Long-term analysis of emotion, sentiment, and aging using photos and text.
The goal of this project is to quantitatively monitor the emotional and physical changes of an individual over periods of time. My thesis is that if you can accurately show emotional or physical change over time, you can objectively pinpoint how an environmental change such as a career change, moving to a new city, starting or ending a relationship, or starting a new habit like going to the gym affected your physical and emotional health. This can lead to important insights on an individual level and for a population as a whole.
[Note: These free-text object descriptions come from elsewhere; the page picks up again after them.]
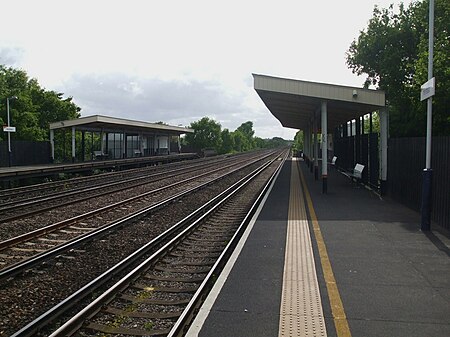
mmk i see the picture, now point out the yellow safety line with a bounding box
[298,163,352,337]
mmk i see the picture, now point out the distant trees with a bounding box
[292,130,303,153]
[0,65,81,141]
[346,0,449,137]
[185,117,291,154]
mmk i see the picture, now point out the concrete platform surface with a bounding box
[187,158,450,337]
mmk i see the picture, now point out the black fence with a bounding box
[0,141,51,167]
[334,133,379,188]
[388,137,450,231]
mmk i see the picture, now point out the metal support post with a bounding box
[71,127,76,163]
[379,107,388,195]
[421,0,434,231]
[321,101,328,193]
[314,114,318,180]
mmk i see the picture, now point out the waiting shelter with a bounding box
[49,115,193,163]
[253,74,387,193]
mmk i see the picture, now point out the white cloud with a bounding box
[0,0,413,140]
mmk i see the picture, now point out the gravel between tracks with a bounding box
[0,159,266,336]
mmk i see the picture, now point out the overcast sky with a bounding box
[0,0,413,139]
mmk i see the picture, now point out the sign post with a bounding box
[420,0,434,231]
[6,96,18,167]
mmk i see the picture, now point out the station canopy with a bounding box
[253,74,385,130]
[49,115,193,135]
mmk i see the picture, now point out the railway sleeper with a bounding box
[85,322,170,336]
[169,251,220,258]
[154,265,211,274]
[104,306,182,319]
[144,273,205,283]
[120,294,191,305]
[132,283,198,293]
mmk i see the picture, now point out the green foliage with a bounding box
[0,65,81,141]
[219,128,234,154]
[292,130,303,152]
[346,0,449,137]
[184,117,222,151]
[363,112,380,134]
[184,117,291,154]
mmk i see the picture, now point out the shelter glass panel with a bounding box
[107,133,123,159]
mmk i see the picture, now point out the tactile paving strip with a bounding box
[278,159,327,337]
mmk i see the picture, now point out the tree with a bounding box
[346,0,449,137]
[184,117,222,151]
[0,65,81,141]
[236,121,255,149]
[220,128,234,154]
[292,130,304,152]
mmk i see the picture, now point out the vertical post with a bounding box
[105,133,109,157]
[305,124,310,169]
[302,128,306,160]
[91,131,94,161]
[379,107,388,195]
[421,0,434,231]
[355,117,361,164]
[321,101,328,193]
[6,98,12,167]
[314,113,318,180]
[81,131,85,161]
[123,131,126,158]
[50,129,55,163]
[304,125,309,166]
[71,127,76,163]
[309,124,312,167]
[100,130,104,158]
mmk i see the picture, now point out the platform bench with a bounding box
[330,156,337,167]
[348,163,365,183]
[93,151,108,160]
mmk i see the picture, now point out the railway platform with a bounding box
[187,158,450,337]
[0,153,197,183]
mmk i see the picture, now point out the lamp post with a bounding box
[6,96,18,167]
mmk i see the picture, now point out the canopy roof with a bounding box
[50,115,193,135]
[253,74,385,130]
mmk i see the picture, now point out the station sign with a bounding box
[420,77,435,101]
[3,126,16,132]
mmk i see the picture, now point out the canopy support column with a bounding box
[314,114,318,180]
[71,127,76,163]
[309,122,313,173]
[380,107,389,195]
[50,129,55,163]
[321,101,328,194]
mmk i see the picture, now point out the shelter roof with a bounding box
[49,115,193,134]
[253,74,385,130]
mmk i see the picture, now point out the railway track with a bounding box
[0,154,259,222]
[0,155,220,204]
[10,149,287,337]
[0,151,276,278]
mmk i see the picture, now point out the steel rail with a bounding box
[0,151,276,280]
[0,153,257,214]
[9,150,285,337]
[0,151,269,223]
[0,154,236,208]
[0,154,219,199]
[47,151,286,337]
[168,150,288,337]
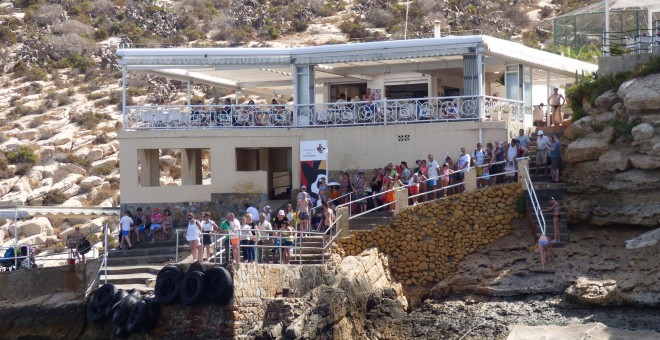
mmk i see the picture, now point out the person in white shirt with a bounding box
[457,147,471,193]
[226,213,241,265]
[118,210,134,250]
[257,213,273,263]
[473,143,487,188]
[426,154,441,201]
[245,202,259,225]
[263,205,272,223]
[185,213,202,262]
[535,130,550,176]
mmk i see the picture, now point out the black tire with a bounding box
[125,300,147,333]
[86,301,106,323]
[143,299,161,330]
[126,288,142,300]
[105,289,128,318]
[155,271,181,305]
[157,264,183,281]
[188,261,204,273]
[112,296,137,327]
[179,270,205,305]
[92,283,118,309]
[204,267,234,306]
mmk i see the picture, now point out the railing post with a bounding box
[393,187,408,216]
[335,208,350,238]
[175,229,179,263]
[465,169,477,192]
[103,222,108,284]
[517,158,529,185]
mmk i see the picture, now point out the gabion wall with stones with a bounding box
[334,183,524,286]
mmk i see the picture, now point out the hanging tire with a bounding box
[143,299,161,330]
[92,283,118,309]
[179,270,205,305]
[112,296,137,327]
[105,289,128,318]
[155,271,182,305]
[125,300,147,333]
[87,301,106,323]
[204,267,234,306]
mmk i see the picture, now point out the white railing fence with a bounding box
[124,95,525,130]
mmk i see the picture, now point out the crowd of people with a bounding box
[117,197,335,266]
[327,128,562,211]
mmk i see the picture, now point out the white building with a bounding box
[116,34,596,206]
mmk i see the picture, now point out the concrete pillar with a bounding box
[427,75,438,98]
[518,158,529,185]
[393,187,409,216]
[182,148,202,185]
[293,65,315,127]
[335,206,350,238]
[367,74,385,100]
[137,149,159,187]
[464,169,477,192]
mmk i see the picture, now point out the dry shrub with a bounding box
[53,20,93,36]
[28,4,66,27]
[46,34,95,59]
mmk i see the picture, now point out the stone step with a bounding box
[109,246,180,258]
[104,272,157,286]
[107,253,176,266]
[110,283,154,293]
[104,265,162,276]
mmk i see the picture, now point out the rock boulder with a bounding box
[618,73,660,111]
[20,217,53,237]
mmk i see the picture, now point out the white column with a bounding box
[546,70,551,127]
[604,0,610,56]
[121,65,127,128]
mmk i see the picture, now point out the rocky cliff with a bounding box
[562,73,660,227]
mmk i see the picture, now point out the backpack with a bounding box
[1,247,15,267]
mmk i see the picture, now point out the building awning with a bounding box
[0,206,121,219]
[482,36,598,76]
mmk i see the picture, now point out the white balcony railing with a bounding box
[123,96,524,130]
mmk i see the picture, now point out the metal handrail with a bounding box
[523,165,546,236]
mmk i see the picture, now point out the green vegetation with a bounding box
[70,111,112,130]
[43,191,68,205]
[567,57,660,122]
[5,146,39,165]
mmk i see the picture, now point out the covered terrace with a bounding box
[116,35,597,130]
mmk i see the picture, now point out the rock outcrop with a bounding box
[563,73,660,226]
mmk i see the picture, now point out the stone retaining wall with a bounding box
[0,259,100,302]
[335,183,524,286]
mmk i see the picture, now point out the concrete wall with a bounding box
[0,260,100,302]
[598,48,660,77]
[119,121,510,204]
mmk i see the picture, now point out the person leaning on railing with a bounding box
[257,213,272,263]
[281,220,295,265]
[200,212,219,262]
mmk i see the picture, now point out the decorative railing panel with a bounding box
[124,96,524,130]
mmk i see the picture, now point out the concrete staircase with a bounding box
[292,234,326,264]
[102,240,189,292]
[525,126,570,245]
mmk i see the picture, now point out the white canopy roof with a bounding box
[0,206,120,219]
[556,0,660,17]
[117,35,597,95]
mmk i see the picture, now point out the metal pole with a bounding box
[187,81,191,106]
[13,206,17,269]
[175,230,179,263]
[605,0,610,55]
[404,1,410,40]
[104,223,108,284]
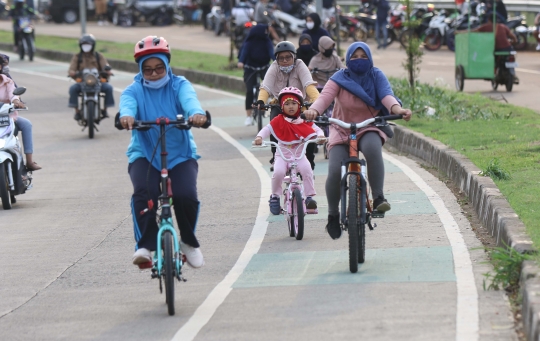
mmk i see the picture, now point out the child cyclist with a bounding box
[254,87,325,214]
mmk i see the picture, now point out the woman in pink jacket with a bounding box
[304,42,412,240]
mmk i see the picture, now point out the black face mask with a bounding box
[323,49,334,58]
[299,44,312,52]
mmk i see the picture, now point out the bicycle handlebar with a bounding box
[252,138,326,163]
[114,111,212,131]
[301,114,403,129]
[244,65,269,71]
[260,102,313,111]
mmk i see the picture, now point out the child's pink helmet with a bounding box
[278,87,304,107]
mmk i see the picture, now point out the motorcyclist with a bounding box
[466,11,516,51]
[67,34,114,121]
[9,0,35,53]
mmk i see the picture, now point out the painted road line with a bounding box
[382,152,479,341]
[171,125,271,341]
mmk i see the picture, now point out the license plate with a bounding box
[505,62,518,68]
[0,115,9,127]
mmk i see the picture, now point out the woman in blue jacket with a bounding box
[119,36,208,269]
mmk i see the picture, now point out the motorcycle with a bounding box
[112,0,173,27]
[73,67,112,139]
[17,17,35,61]
[399,6,435,48]
[491,50,518,92]
[232,20,254,53]
[271,5,311,36]
[423,10,455,51]
[326,12,363,42]
[505,15,528,50]
[446,13,480,51]
[0,87,32,210]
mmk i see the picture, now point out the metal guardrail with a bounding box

We start with two types of datasets. The first is a CSV of emotion, age, and ethnity as output by a photographic emotion detection library by Affectiva. The second type are CSVs of sentiment analysis data from iMessage, Facebook Messenger, 750 Words, and Day One. This data is all in the /data
directory and further organized into directories based on each user - for example, /user/a
refers to user A
's data. I've used letters to label users to protect their privacy. You can read more about the tools I've used to generate these CSVs here.
First, I'll import a few libraries. I'll use Pandas to clean up the data and then Plotly to visualize it.
import os
import datetime
import numpy as np
import pandas as pd
import plotly
import plotly.offline as py
Next I tell Plotly and Python to use offline mode.
py.init_notebook_mode(connected=True)
I start by setting a few variables for later.
Our data is stored in the data directory:
data_directory = '../data'
I'm going to do this analysis on the first participant, a
:
participant = 'a'
I'm going to use a 30-day moving average to show how emotion and sentiment changes over time:
rolling_mean_window = 30
I'm going to show data from April 2016 to February 2017, since that's the range of time that all of my datasets are available for:
timeframe = ('2016-04-01', '2018-10-13')
Next I'm going to define a function that removes outliers from the dataset. An outlier is defined as any value that is more than 1.5 times greater than the upper bound of the interquartile range or 1.5 times less than the lower bound of the interquartile range. I'll use this on each of the datasets that we import.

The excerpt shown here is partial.